8. Deze grieven staan niet ter beoordeling van de belastingrechter, gelijk verweerder heeft aangevoerd. Nu deze grieven niet tot vermindering dan wel vernietiging van de aanslag kunnen leiden rest de rechtbank niets anders dan het beroep ongegrond te verklaren.”

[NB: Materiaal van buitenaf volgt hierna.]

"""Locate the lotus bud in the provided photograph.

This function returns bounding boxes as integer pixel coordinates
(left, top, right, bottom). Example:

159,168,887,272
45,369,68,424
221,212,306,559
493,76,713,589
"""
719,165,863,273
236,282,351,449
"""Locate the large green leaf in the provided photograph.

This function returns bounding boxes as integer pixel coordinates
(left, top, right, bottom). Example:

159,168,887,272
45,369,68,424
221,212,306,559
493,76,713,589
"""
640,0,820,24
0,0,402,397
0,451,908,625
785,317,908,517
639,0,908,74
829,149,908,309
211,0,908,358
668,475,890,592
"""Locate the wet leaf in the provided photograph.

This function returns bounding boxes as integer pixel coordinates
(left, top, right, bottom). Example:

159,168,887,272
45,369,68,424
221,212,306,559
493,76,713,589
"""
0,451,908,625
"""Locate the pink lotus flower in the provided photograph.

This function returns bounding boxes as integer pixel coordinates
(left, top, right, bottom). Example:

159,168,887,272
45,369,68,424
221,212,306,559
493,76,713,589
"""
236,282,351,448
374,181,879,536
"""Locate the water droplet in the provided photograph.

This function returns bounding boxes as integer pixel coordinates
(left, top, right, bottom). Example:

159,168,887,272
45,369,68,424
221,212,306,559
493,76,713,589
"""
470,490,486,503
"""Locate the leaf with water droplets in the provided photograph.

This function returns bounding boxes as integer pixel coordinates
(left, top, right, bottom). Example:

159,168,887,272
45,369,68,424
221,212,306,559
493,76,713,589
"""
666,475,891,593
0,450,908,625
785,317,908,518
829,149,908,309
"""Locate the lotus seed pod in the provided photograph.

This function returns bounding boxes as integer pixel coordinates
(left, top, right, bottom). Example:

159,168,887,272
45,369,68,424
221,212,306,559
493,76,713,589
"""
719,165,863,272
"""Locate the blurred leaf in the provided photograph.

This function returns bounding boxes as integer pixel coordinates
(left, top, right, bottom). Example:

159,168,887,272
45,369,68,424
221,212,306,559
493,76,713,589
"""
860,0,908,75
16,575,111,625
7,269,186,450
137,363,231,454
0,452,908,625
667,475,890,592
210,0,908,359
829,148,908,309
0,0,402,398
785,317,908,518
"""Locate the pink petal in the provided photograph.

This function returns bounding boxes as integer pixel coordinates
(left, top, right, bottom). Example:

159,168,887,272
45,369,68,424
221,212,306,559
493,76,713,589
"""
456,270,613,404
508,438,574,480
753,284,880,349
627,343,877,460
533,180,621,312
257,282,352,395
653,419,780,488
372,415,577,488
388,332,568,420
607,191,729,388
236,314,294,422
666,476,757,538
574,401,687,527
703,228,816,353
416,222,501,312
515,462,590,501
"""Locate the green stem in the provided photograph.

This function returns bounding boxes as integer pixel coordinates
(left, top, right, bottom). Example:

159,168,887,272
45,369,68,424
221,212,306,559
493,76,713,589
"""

5.Beoordeling van het geschil

5.1.
De rechtbank heeft ten aanzien van de door belanghebbende in beroep aangevoerde grieven terecht overwogen dat die grieven niet ter beoordeling van de belastingrechter staan (vgl. Hoge Raad 25 januari 1984, nr. 22.147, BNB 1984/114, inzake grieven gericht tegen uitgaven voor defensie). Die grieven kunnen derhalve niet tot vermindering of vernietiging van de aan belanghebbende opgelegde aanslag leiden.
5.2.
Belanghebbende heeft ter zitting van het Hof voor het eerst betoogd dat in het belastbare inkomen ten onrechte een maandelijkse uitkering van € 454 is begrepen. Hij heeft dit betoog, dat niet overeenkomt met zijn eigen aangifte waarin dit bedrag (12 x € 454 = € 5.448) is begrepen, evenwel niet met stukken of op enige andere wijze voldoende onderbouwd zodat het Hof dit betoog verwerpt.
5.3.
Het Hof is ook ambtshalve niet gebleken van feiten of omstandigheden die aanleiding geven tot vermindering of vernietiging van de aan belanghebbende opgelegde aanslag

6.Kosten

Het Hof acht geen termen aanwezig voor een kostenveroordeling op de voet van artikel 8:75 van de Algemene wet bestuursrecht in verbinding met artikel 8:108 van die wet.

7.Beslissing

Het Hof bevestigt de uitspraak van de rechtbank.
De uitspraak is gedaan door mrs. F.J.P.M. Haas, voorzitter, N. Djebali en P.F. Goes, leden van de belastingkamer, in tegenwoordigheid van drs. O. Ivecen als griffier. De beslissing is op 2 oktober 2018 in het openbaar uitgesproken.
Tegen deze uitspraak kan binnen zes weken na de verzenddatum beroep in cassatie worden ingesteld bij de Hoge Raad der Nederlanden (belastingkamer), Postbus 20303, 2500 EH Den Haag. Daarbij moet het volgende in acht worden genomen:
1. bij het beroepschrift wordt een afschrift van deze uitspraak overgelegd.
2. het beroepschrift moet ondertekend zijn en ten minste het volgende vermelden:
a. de naam en het adres van de indiener;
b. een dagtekening;
c. een omschrijving van de uitspraak waartegen het beroep in cassatie is gericht;
d. de gronden van het beroep in cassatie.
Voor het instellen van beroep in cassatie is griffierecht verschuldigd. Na het instellen van beroep in cassatie ontvangt de indiener een nota griffierecht van de griffier van de Hoge Raad.
In het cassatieberoepschrift kan de Hoge Raad verzocht worden om de wederpartij te veroordelen in de proceskosten.